Frederick Soddy Soddy married Winifred Beilby, the daughter of Sir George Beilby, in 1908. They had no children. She actively participated in his research in Glasgow on gamma rays emitted by radioactive atoms and helped with his isotope work.
During this time here his work led to the theory of isotopes which was published in 1913.
Soddy moved to the chair of chemistry at the University of Aberdeen in 1914 and he became interested in socialism. The First World War prevented him from performing much research.
In 1919, Soddy was appointed to Dr. Lee’s Chair of Chemistry at Oxford University and his research focused away from science towards finance, economics, business and sociology. He retired in 1937, on the death of his wife.
Soddy was awarded the Nobel Prize for Chemistry in 1921 for “his contributions to our knowledge of chemistry of radioactive substances, and his investigations into the origin and nature of isotopes.”
Disintegration Theory:
Frederick Soddy and Ernest Rutherford proposed the Disintegration Theory in 1902. This explained that radioactivity was the result of spontaneous disintegration of radioactive elements into new elements.
They proposed that there were two radioactive decay series, one beginning with uranium and ending in lead. The second began with thorium and ended with lead.
Disintegration Experiments:
By the end of the nineteenth century, scientists recognized that radiation was emitted from some elements under particular conditions, without fully understanding the mechanism. In pursuit of this secret, Soddy and Rutherford used the rather basic tools available to them.

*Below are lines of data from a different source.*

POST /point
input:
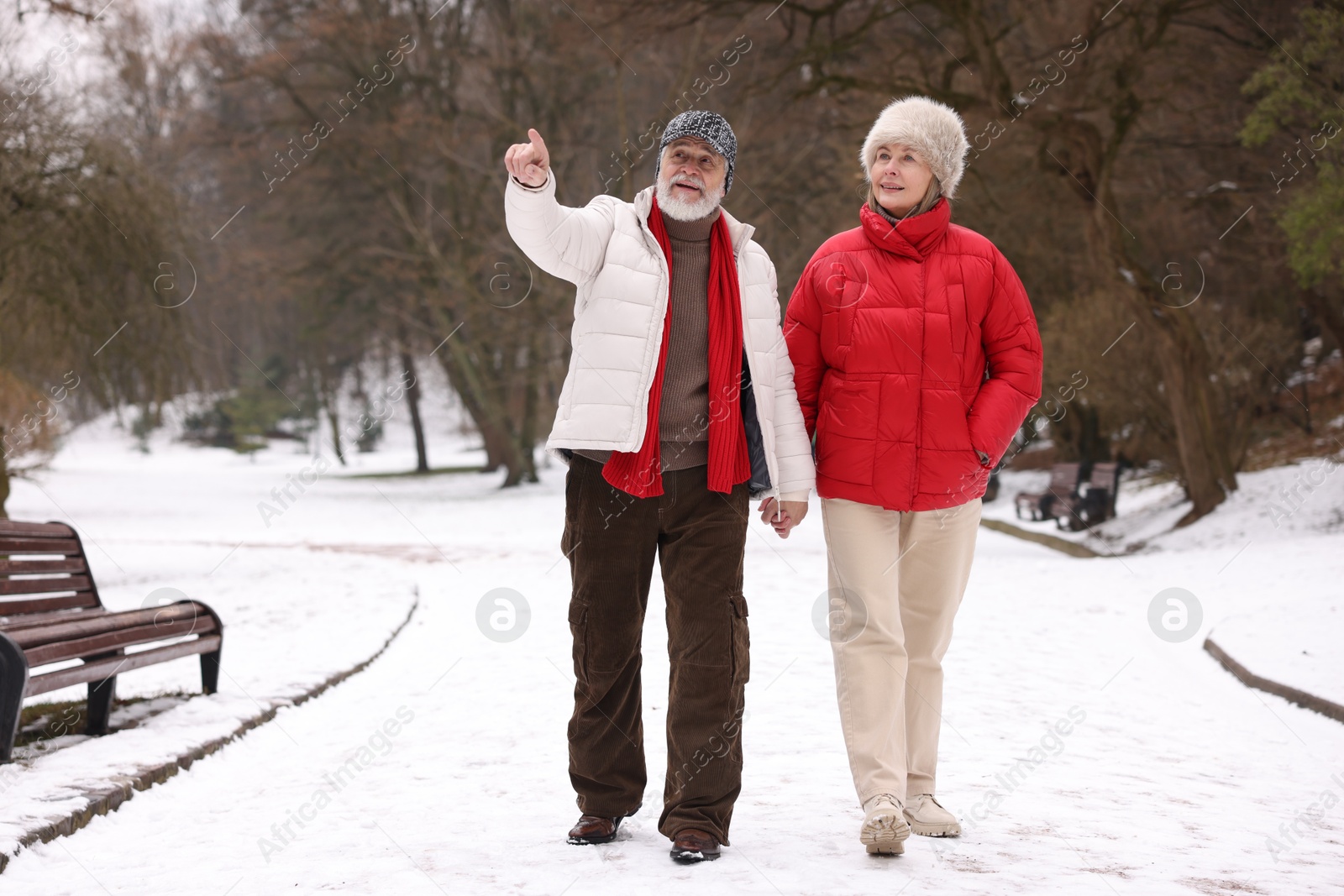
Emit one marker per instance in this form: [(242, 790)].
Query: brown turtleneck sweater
[(685, 409)]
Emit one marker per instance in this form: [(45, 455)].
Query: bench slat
[(120, 638), (101, 669), (17, 544), (44, 586), (53, 564), (35, 530), (40, 605), (65, 631), (31, 620)]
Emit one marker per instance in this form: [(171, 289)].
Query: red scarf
[(640, 473)]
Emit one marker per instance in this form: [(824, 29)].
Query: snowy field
[(1178, 779)]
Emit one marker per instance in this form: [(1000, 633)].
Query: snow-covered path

Hand-blown glass bulbs were carefully made and then evacuated to create what is known as a vacuum tube. They used a radium sample sealed inside a thin glass container, which was then sealed inside an evacuated tube. The evacuated tube should have remained entirely empty if most elements were in the interior container, but radium is not just any element. The radium’s atomic nuclei, holding only tenuously onto some of their large number of electrons and protons, shed them a bit at a time; for example, in the form of two protons, and two electrons. This, as it happens, is how helium is constituted. This is exactly what Soddy and Rutherford found. They noticed that after the radium had been in this sealed environment for some time, the supposedly empty vacuum tube contained something; something with the spectral signature of helium. The very existence of the element helium was a relatively recent discovery, having been inferred from spectroscopic observations of a solar eclipse in 1868.
Soddy and Rutherford inferred correctly from these facts that the radium was disintegrating, decomposing into elements of smaller atomic weight. This is the basis of most of nuclear science today. In the process of decomposition, heavy atomic weight, unstable, elements releases energy in the form of what are termed alpha, beta, and gamma particles.

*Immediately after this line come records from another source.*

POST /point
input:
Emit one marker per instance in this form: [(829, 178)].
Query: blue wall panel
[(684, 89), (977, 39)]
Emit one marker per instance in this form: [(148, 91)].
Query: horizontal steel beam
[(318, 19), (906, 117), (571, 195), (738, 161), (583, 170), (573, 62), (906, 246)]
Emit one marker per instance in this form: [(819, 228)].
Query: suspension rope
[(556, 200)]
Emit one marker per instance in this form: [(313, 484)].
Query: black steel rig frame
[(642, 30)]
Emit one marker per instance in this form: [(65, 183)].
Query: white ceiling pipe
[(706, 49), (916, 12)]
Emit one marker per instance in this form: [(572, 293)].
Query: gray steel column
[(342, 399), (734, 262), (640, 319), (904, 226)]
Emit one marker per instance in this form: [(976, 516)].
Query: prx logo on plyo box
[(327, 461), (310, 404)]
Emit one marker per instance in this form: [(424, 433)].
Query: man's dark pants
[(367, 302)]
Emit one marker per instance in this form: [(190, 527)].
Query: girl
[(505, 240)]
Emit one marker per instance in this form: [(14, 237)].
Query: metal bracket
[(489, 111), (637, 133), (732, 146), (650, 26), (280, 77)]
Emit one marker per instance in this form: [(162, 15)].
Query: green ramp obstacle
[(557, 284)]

Isotopes and Protactinium:
Soddy’s also discovered that elements could exist with different numbers of neutrons. These, at the suggestion of a fellow scientist Margaret Todd, he named isotopes, from the Greek root for ‘same’. Radioactive isotopes form the basis of much nuclear medicine today.

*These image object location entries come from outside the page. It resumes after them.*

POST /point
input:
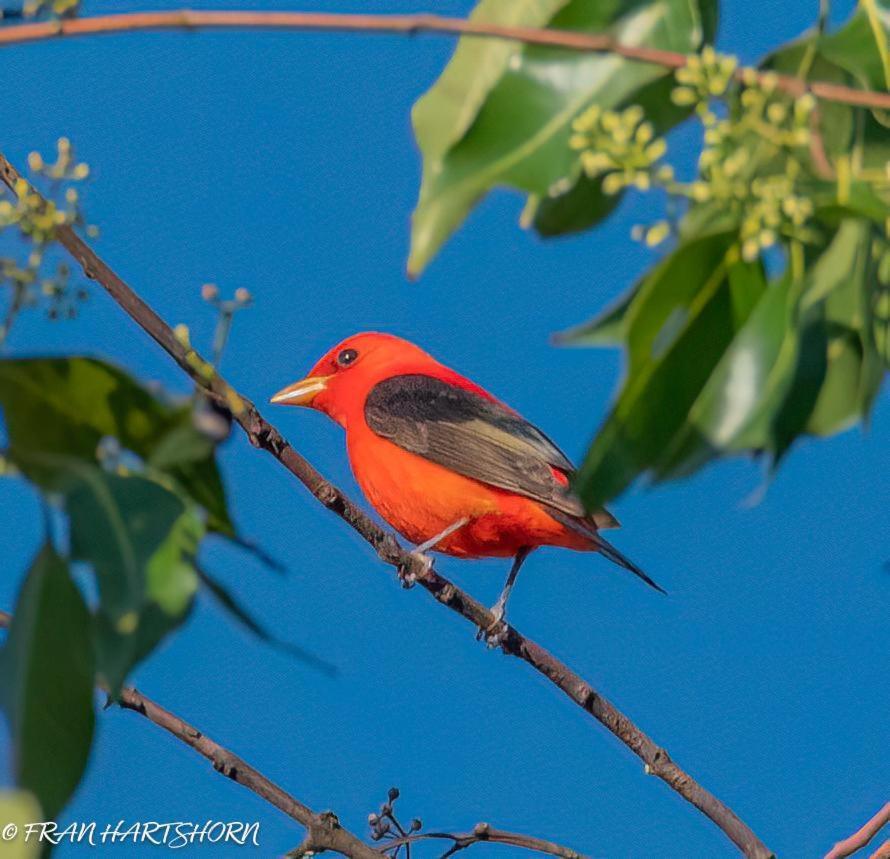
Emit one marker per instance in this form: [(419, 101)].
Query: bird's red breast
[(429, 447)]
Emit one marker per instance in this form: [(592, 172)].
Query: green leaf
[(66, 406), (677, 343), (720, 363), (443, 114), (519, 134), (19, 807), (47, 684), (141, 541), (862, 47), (244, 618)]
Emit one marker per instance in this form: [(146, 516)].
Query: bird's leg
[(408, 579), (492, 637)]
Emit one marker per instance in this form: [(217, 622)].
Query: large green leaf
[(67, 406), (519, 134), (442, 116), (722, 363), (677, 346), (862, 47), (141, 541), (47, 684)]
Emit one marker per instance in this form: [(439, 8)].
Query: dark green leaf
[(141, 540), (862, 47), (47, 683), (66, 406), (518, 133), (677, 346)]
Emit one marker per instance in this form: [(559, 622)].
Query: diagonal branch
[(188, 19), (262, 434), (483, 832), (323, 829), (861, 837)]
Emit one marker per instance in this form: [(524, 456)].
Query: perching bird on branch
[(451, 468)]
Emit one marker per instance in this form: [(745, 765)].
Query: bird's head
[(342, 378)]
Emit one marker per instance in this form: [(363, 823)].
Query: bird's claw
[(495, 634), (407, 578)]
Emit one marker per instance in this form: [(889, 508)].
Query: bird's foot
[(495, 634), (407, 578)]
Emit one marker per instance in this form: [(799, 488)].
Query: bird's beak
[(301, 393)]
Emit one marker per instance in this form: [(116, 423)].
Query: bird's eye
[(347, 357)]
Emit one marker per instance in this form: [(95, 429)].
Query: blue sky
[(285, 164)]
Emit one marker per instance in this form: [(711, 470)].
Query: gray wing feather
[(475, 437)]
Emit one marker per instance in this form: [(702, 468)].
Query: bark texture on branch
[(263, 435), (862, 836), (323, 829), (189, 19)]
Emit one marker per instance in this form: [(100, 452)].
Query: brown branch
[(187, 19), (324, 831), (483, 832), (262, 434), (859, 839)]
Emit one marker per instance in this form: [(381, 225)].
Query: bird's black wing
[(475, 437)]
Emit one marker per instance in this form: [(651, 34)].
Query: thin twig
[(859, 839), (187, 19), (324, 831), (411, 568), (483, 832)]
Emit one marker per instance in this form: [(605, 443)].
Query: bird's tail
[(588, 529), (607, 550)]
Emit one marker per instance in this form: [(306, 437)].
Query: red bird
[(450, 467)]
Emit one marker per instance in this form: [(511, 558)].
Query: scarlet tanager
[(450, 467)]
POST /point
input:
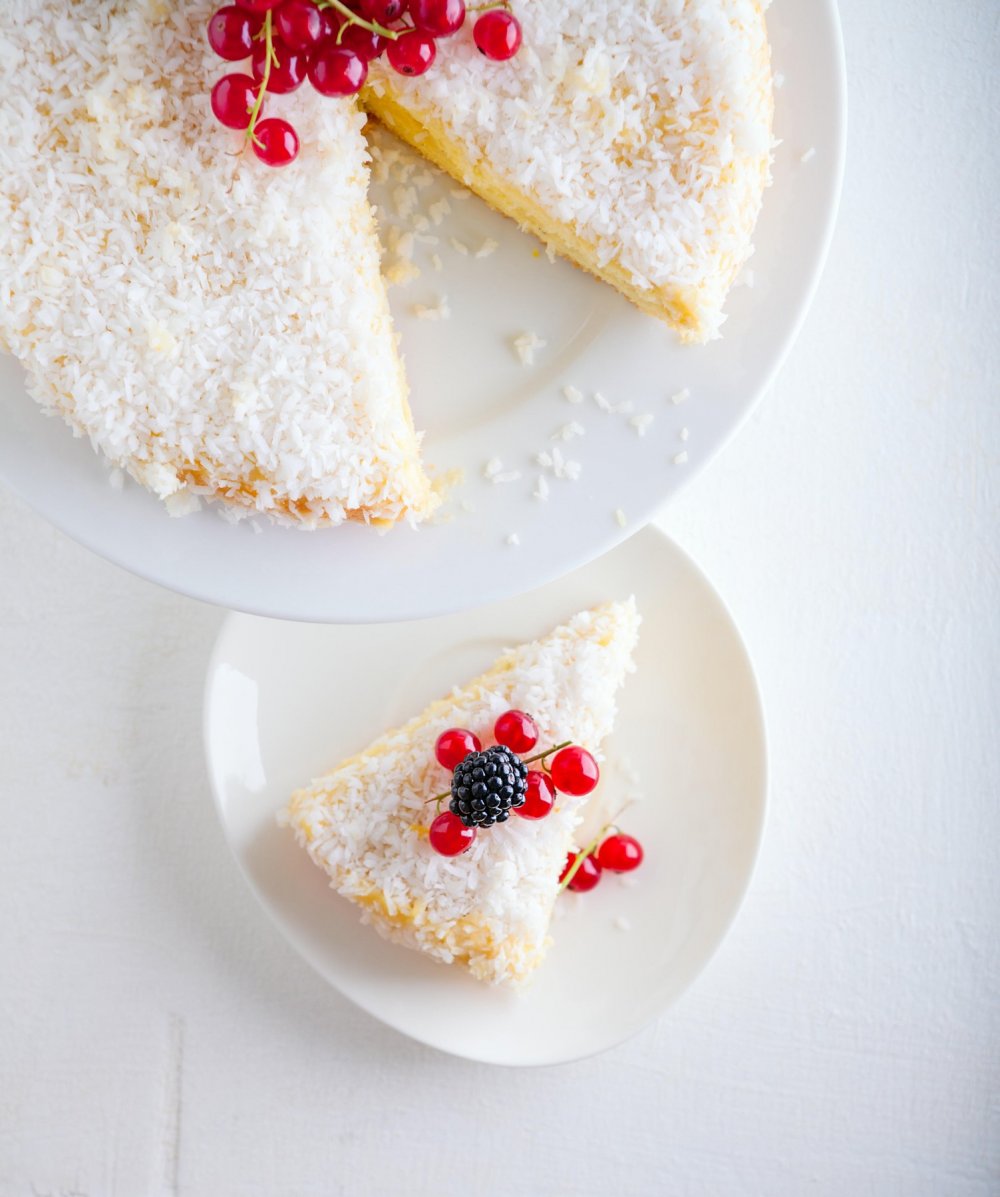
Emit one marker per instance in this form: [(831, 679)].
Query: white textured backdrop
[(157, 1037)]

In his book “Science and Life” published in 1920 he identified the importance of isotopes in establishing geological age.
He is also credited for independently discovering the element protactinium in 1917.
Later Contributions and Death:
Soddy eerily foresaw the potential good and horror arising from radioactive power, and was distressed by Hiroshima. He rightly noted that this power could be harvested with greater efficiency than from coal. He also foresaw that economies based on non-renewable fuels were ultimately self-destructive.
He was elected a Fellow of the Royal Society in 1910 and he was awarded the Albert Medal in 1951. He died aged 79, on 22 September 1956 at the Royal Sussex County Hospital in Brighton.